Step 2: Collect Data
Organize observed frequencies in contingency table or categories.
Step 3: Calculate Expected Frequencies
Use formulas based on marginal totals or theoretical proportions.
Step 4: Compute Chi Square Statistic
Sum squared differences divided by expected frequencies.
Step 5: Determine Degrees of Freedom
Based on test type and table dimensions.
Step 6: Compare to Critical Value
Use chi-square distribution table or software p-value.
Step 7: Conclusion
Reject or fail to reject H₀ based on significance level α (commonly 0.05).
Example Problem
Problem Statement
A survey categorizes 100 individuals by favorite fruit: Apple, Banana, Cherry.
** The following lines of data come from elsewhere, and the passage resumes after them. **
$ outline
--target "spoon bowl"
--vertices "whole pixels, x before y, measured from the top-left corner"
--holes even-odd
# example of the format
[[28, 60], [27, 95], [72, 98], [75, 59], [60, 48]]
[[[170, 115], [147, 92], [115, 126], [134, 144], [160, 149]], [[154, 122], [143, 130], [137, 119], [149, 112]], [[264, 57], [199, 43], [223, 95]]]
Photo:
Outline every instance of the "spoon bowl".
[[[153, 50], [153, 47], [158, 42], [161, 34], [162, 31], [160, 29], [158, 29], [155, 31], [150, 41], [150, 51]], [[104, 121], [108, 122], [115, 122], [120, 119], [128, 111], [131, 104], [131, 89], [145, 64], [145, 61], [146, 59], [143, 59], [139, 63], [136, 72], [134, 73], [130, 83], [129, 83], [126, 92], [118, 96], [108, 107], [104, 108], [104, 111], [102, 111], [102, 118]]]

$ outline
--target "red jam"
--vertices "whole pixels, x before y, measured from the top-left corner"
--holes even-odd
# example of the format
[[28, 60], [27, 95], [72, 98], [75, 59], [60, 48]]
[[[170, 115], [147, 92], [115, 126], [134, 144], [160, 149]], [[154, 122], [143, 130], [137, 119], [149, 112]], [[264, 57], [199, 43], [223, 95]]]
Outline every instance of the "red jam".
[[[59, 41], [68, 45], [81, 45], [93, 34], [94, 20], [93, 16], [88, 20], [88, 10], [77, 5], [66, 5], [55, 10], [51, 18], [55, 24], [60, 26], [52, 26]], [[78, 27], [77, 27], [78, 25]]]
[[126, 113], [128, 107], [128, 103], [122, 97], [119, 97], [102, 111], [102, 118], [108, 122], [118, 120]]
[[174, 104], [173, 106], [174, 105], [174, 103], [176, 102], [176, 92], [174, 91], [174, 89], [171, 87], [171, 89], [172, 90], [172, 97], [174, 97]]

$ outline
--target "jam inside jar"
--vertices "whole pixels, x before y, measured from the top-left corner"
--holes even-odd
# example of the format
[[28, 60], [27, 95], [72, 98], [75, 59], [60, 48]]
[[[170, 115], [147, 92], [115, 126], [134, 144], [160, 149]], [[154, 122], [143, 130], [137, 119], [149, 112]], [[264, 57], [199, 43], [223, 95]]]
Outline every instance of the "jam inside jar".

Expected distribution: 40%, 35%, 25%. Observed counts: 35, 45, 20. Test goodness-of-fit at α = 0.05.
Step 1: Hypotheses
H₀: Observed distribution matches expected proportions.
H₁: Observed distribution differs from expected.
Step 2: Expected Frequencies
Apple: 100 × 0.40 = 40
Banana: 100 × 0.35 = 35
Cherry: 100 × 0.25 = 25
Step 3: Calculate χ²
χ² = (35-40)²/40 + (45-35)²/35 + (20-25)²/25 = (−5)²/40 + 10²/35 + (−5)²/25 = 25/40 + 100/35 + 25/25 = 0.625 + 2.857 + 1 = 4.482Step 4: Degrees of Freedom
df = k - 1 = 3 - 1 = 2
Step 5: Critical Value and Decision
At α=0.05 and df=2, critical χ² = 5.991.
Since 4.482 < 5.991, fail to reject H₀.
Conclusion
No significant difference between observed and expected fruit preferences.
Interpretation of Results
P-Value
Probability of observing χ² as extreme as calculated under H₀. Smaller p-value = stronger evidence against H₀.
Significance Level
Threshold α (commonly 0.05) to reject H₀. If p < α, reject null hypothesis.
Effect Size
Measures strength of association: Cramér’s V, Phi coefficient.
Practical vs Statistical Significance
Statistical significance does not imply practical importance.
References
- Pearson, K. "On the Criterion that a Given System of Deviations from the Probable in the Case of a Correlated System of Variables is Such that It Can Be Reasonably Supposed to Have Arisen from Random Sampling." Philosophical Magazine, vol. 50, 1900, pp. 157-175.
- Agresti, A. "Categorical Data Analysis." Wiley, 3rd Edition, 2013, pp. 45-89.
- McHugh, M. L. "The Chi-square test of independence." Biochemia Medica, vol. 23, 2013, pp. 143-149.
- Everitt, B. S., and Skrondal, A. "The Cambridge Dictionary of Statistics." Cambridge University Press, 4th Edition, 2010, pp. 92-95.
- Wasserman, L. "All of Statistics: A Concise Course in Statistical Inference." Springer, 2004, pp. 148-154.